Parenthood isn’t a major theme in superhero comics. Sure, morning sickness and changing diapers is not as glamorous as fighting evil and traveling the universe, but given the enormous depth and complexity of comic universes, its absence is rather glaring.

Sure, superheroes get down, but they must all be using condoms, because they’re almost universally free of the super unwanted pregnancy. Plenty of superheroes turn out to be the secret child of other male superheroes, but these children don’t appear until they are conveniently teens or adults. Even though The Incredibles manages to make babies super, you’re still unlikely to see one in a comic book.

Super babies can be entertaining too. 

Plenty of superheroes have stable relationships and even children in alternate timeline stories, but then again, they also have clones, or die, or any other number of variations that represent a “not right” version of their story. Even Wonder Woman ends up popping out a few with Superman in a couple of these alternate timelines, including this hilarious frame of Superman as an L.L. Bean dad and Bruce Wayne as Bionic Uncle Bruce.

Honey, get off the ceiling!

In a way, with the cultural obsession with motherhood, and the pervasive assumption that all women will have children, it’s refreshing to see female characters unburdened by the pressure to reproduce. No one wants to see Wonder Woman suffer through the third baby shower this month, or dodge questions about when she’s going to be next. But the treatment of the rare character that does go through pregnancy and childbirth shows us that more often than not, the omission of children is for mere storytelling convenience.

Jessica Jones, of all people, has a daughter with Luke Cage. Technically, she gives birth during a period when she’s given up her superhero duties, but after her daughter’s birth, the child serves to perpetuate and underscore the same struggles Jones has gone through before: she is torn between the superhero world and trying to lead a normal life, unable to fit in to either group.

Some characters’ stories address their inability to have children. Poison Ivy is a villain and unable to have children of her own, but she’s still quite maternal, adopting orphans and protecting them in her Robinson Park paradise. Scarlet Witch goes through great lengths to bring herself children, using magical energy to create her twins, who were soon lost.

Poison Ivy and the Robinson Park orphans.

Mystique, surprisingly, had two sons, and was unsurprisingly a pretty bad mom. Her son with fellow mutant Sabretooth was given up for adoption when he turned out to be a regular human, she she was forced to abandon her other son, the half-demon Nightcrawler. Both her sons were conceived via seduction and deceit, and thus their births are just a part of Mystiques villainy. Despite giving up two inconvenient children, Mystique did adopt Rogue; they had a tumultuous relationship, and eventually Rogue turned on her.

We talked before about Ayesha, the upcoming villain of Guardians of the Galaxy Vol. 2, who is driven by her desire to procreate.
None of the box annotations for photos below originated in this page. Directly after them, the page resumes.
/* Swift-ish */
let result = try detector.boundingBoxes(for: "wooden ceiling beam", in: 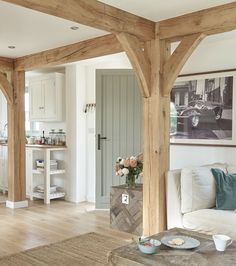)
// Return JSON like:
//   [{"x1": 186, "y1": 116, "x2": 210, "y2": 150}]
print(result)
[
  {"x1": 14, "y1": 34, "x2": 123, "y2": 71},
  {"x1": 0, "y1": 57, "x2": 14, "y2": 72},
  {"x1": 4, "y1": 0, "x2": 155, "y2": 40},
  {"x1": 161, "y1": 33, "x2": 205, "y2": 95},
  {"x1": 158, "y1": 2, "x2": 236, "y2": 41},
  {"x1": 117, "y1": 33, "x2": 151, "y2": 98},
  {"x1": 0, "y1": 72, "x2": 14, "y2": 105}
]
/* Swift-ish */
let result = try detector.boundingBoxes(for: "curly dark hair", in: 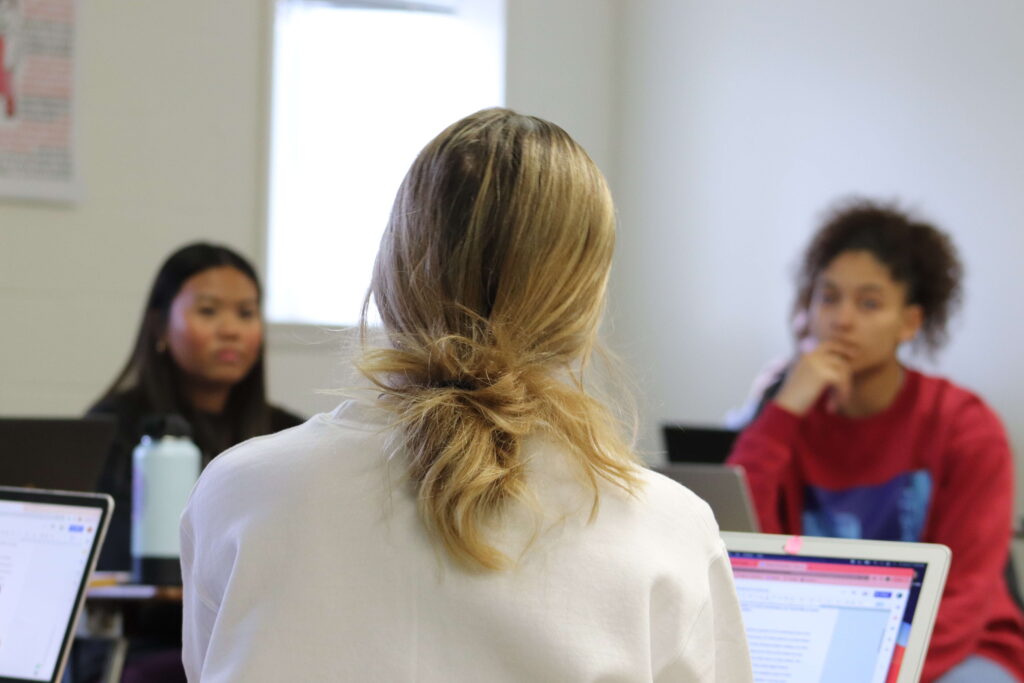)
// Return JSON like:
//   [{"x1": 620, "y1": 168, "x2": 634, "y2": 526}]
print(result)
[{"x1": 796, "y1": 198, "x2": 964, "y2": 352}]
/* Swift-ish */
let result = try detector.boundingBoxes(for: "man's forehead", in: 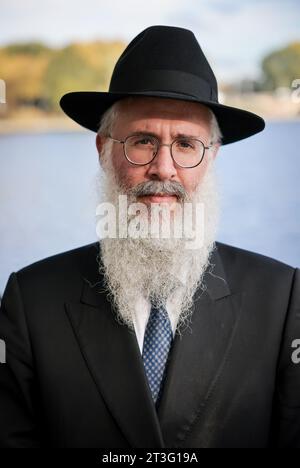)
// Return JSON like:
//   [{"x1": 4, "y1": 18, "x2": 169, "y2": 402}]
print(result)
[
  {"x1": 119, "y1": 96, "x2": 209, "y2": 114},
  {"x1": 116, "y1": 97, "x2": 210, "y2": 133}
]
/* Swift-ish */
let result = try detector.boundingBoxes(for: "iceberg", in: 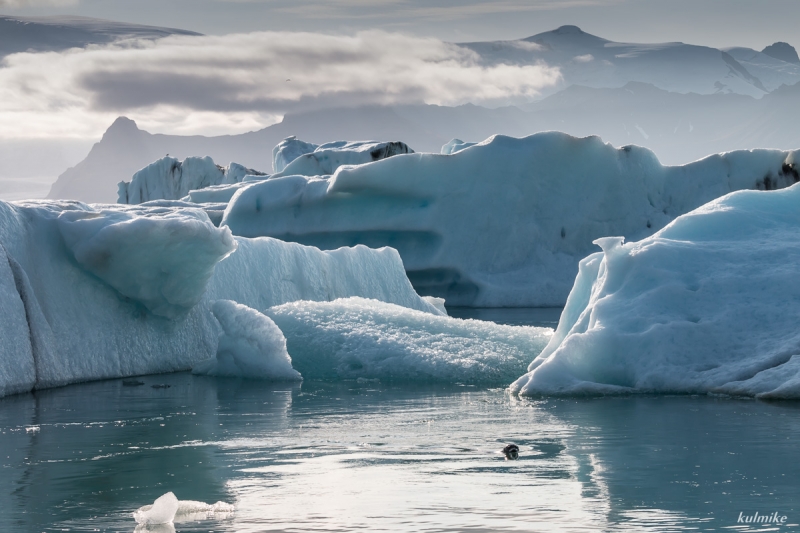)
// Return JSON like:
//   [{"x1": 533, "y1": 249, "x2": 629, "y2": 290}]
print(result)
[
  {"x1": 271, "y1": 138, "x2": 414, "y2": 177},
  {"x1": 0, "y1": 201, "x2": 440, "y2": 394},
  {"x1": 221, "y1": 132, "x2": 800, "y2": 307},
  {"x1": 441, "y1": 139, "x2": 478, "y2": 155},
  {"x1": 117, "y1": 156, "x2": 265, "y2": 204},
  {"x1": 511, "y1": 181, "x2": 800, "y2": 399},
  {"x1": 192, "y1": 300, "x2": 303, "y2": 381},
  {"x1": 265, "y1": 297, "x2": 553, "y2": 385},
  {"x1": 133, "y1": 492, "x2": 235, "y2": 531}
]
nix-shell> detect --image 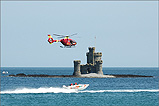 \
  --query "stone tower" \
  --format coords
[73,47,103,76]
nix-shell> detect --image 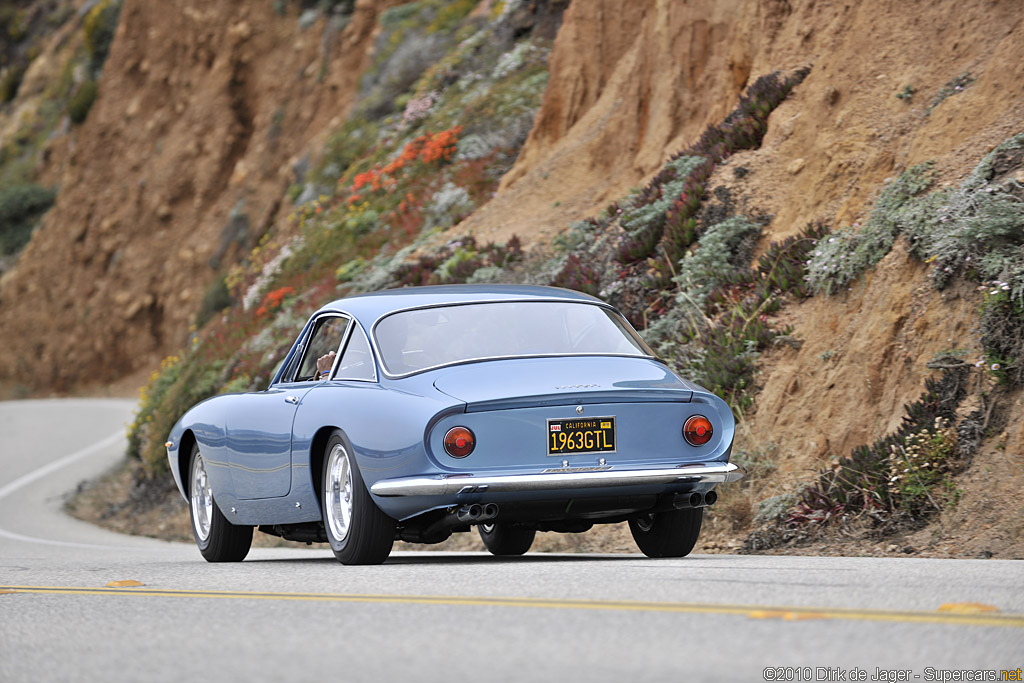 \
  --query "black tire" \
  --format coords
[319,432,395,564]
[188,443,253,562]
[476,524,537,555]
[630,508,703,557]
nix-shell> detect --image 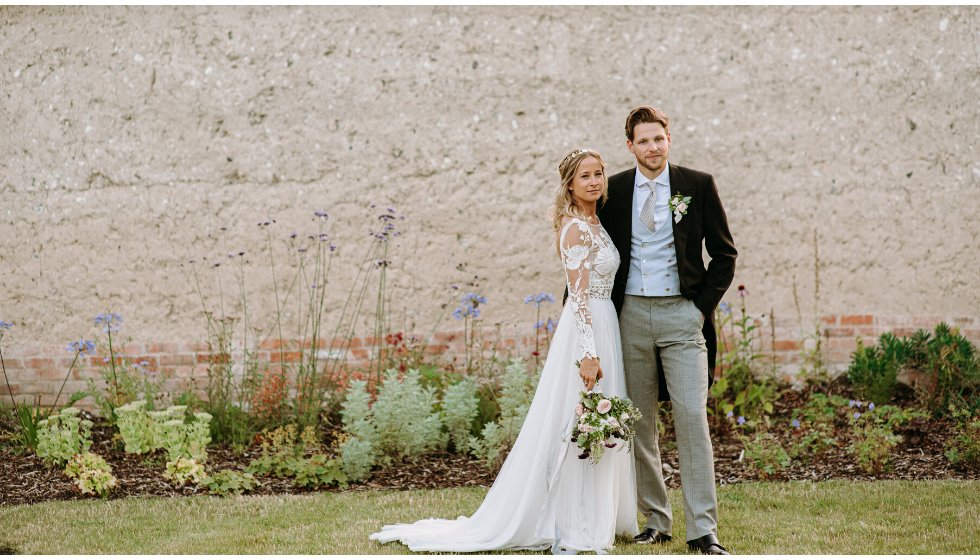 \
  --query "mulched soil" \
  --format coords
[0,387,980,506]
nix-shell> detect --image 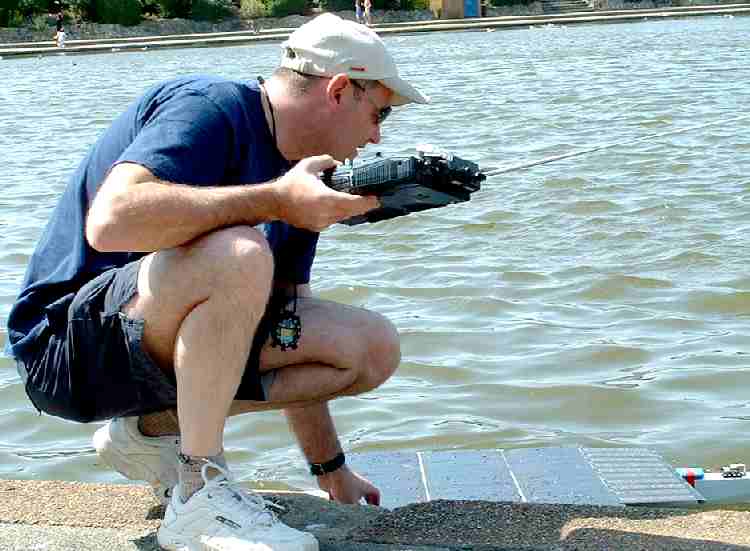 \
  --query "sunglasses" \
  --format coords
[349,79,393,125]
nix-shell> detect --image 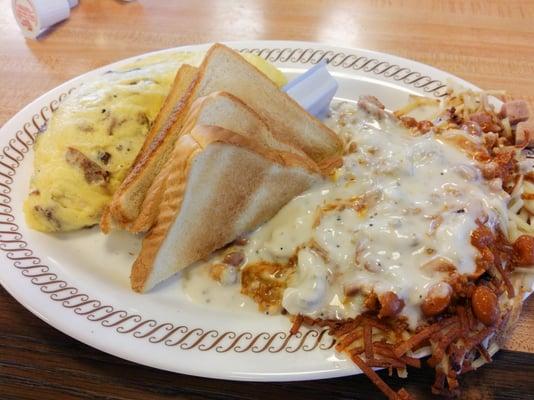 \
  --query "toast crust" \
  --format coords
[102,64,198,229]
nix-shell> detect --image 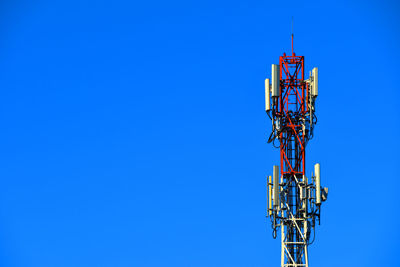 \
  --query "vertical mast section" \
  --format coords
[266,38,328,267]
Being of a superhuman race, however, she does not actually bear her own children. She appeared primarily in Marvel’s Quasar series, where she mates with various superheroes by attaching her cocoons to their bodies. She finally sets her sights on Quasar, the superhero so pro-life he’s doesn’t attempt to destroy her cocoon. The best thing to come out of the series was this cover.

"Having Her Baby!"

DC’s Maxima was originally quite similar to Ayesha, sent from her home planet to mate and repopulate her race. She consistently pursues Superman as her mate. For her, reproducing is a duty she pursues out of obligation. She was occasionally implied to be bisexual or lesbian, and recently rebooted as a canonically gay character, which is a much better story than the (alt future) time she made out with Superman on Lois Lane’s grave.

Stone cold.

In both instances, these female characters who are driven to procreate are couched in the same language of mating and breeding. They are not motivated by maternal desire but rather necessity, and thus will not actually bear any maternal responsibility for carrying or raising their offspring. They feed more into scary sexy alien narratives than motherhood narratives.

Alternately, Marvel’s Spiderwoman has been fighting her urge to fight crime while egregiously pregnant. Part of the fun in that comic is that she’s purposefully hiding the father’s identity from other superheroes. And, of course, outside the major comic book universes, parenthood can make for amazing storytelling. Look no further than the Saga series for a story about parenthood, from pregnancy on, that still manages to be funny, sexy, thrilling and adventurous.